Find the maximum and minimum value of $\cos^2x-6\sin(x)\cos(x)+3\sin^2x+2$

Question

Find the maximum and minimum value of $$\cos^2x-6\sin(x)\cos(x)+3\sin^2x+2$$.

i simplified and reach to expression as follows :

$5 + 2\sin(x)[\sin(x)-3\cos(x)]$. How do i go from here?

Thanks

Answer 1

The expression can be simplified to $$\cos^2 x + \sin^2 x +2\sin^2 x +2 -3\sin 2x $$ $$=3 -3\sin 2x + 2\frac {1-\cos 2x}{2} $$ $$=4 - 3\sin 2x - \cos 2x $$

Now we know that $$-\sqrt{a^2 +b^2} \leq a\sin \alpha + b \cos \alpha \leq \sqrt {a^2 +b^2} $$

Hope you can take it from here.

Answer 2

$$\cos^2x-6\sin(x)\cos(x)+3\sin^2x+2$$ $$-3\sin(2x)+2\dfrac{1-\cos2x}{2}+3$$ $$-3\sin(2x)-\cos(2x)+4$$ now use $$|a\sin\alpha+b\cos\alpha|\leq\sqrt{a^2+b^2}$$

Answer 3

HINT:

Let $y=\cos^2x-6\sin(x)\cos(x)+3\sin^2x+2$

Divide both sides by $\cos^2x$ and use $\sec^2x=1+\tan^2x$ to form a Quadratic Equation in $\tan x$

Now as $\tan x$ is real, the discriminant must be $\not<0$

Or divide both sides by $\sin^2x$ to form a Quadratic Equation in $\cot x$

Answer 4

$$ \begin{align} \frac{d}{dx} \cos^2x-6\sin(x)\cos(x)+3\sin^2x+2 &= -6 \cos(2 x) + 2 \sin(2 x) \end{align} $$

as a result of a simple differential calculation; now you'd like the $RHS$, namely $ -6 \cos(2 x) + 2 \sin(2 x)$, to be $0$ as to find the local minima and maxima of the function.

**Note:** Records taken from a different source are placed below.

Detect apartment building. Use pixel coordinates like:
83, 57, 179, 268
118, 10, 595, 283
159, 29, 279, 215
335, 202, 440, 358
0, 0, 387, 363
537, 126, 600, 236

$$ \begin{align} -6 \cos(2 x) + 2 \sin(2 x) &= 0 \iff \\ x &= \pi n + \arctan \big( \frac{1}{3} (-1 - \sqrt{10} \big) \bigvee \\ x &= \pi n + \arctan \big( \frac{1}{3} (-1 + \sqrt{10} \big) \\ \forall &n \in \mathbb{Z} \end{align} $$

From here you can find the absolute minima and maxima by several methods.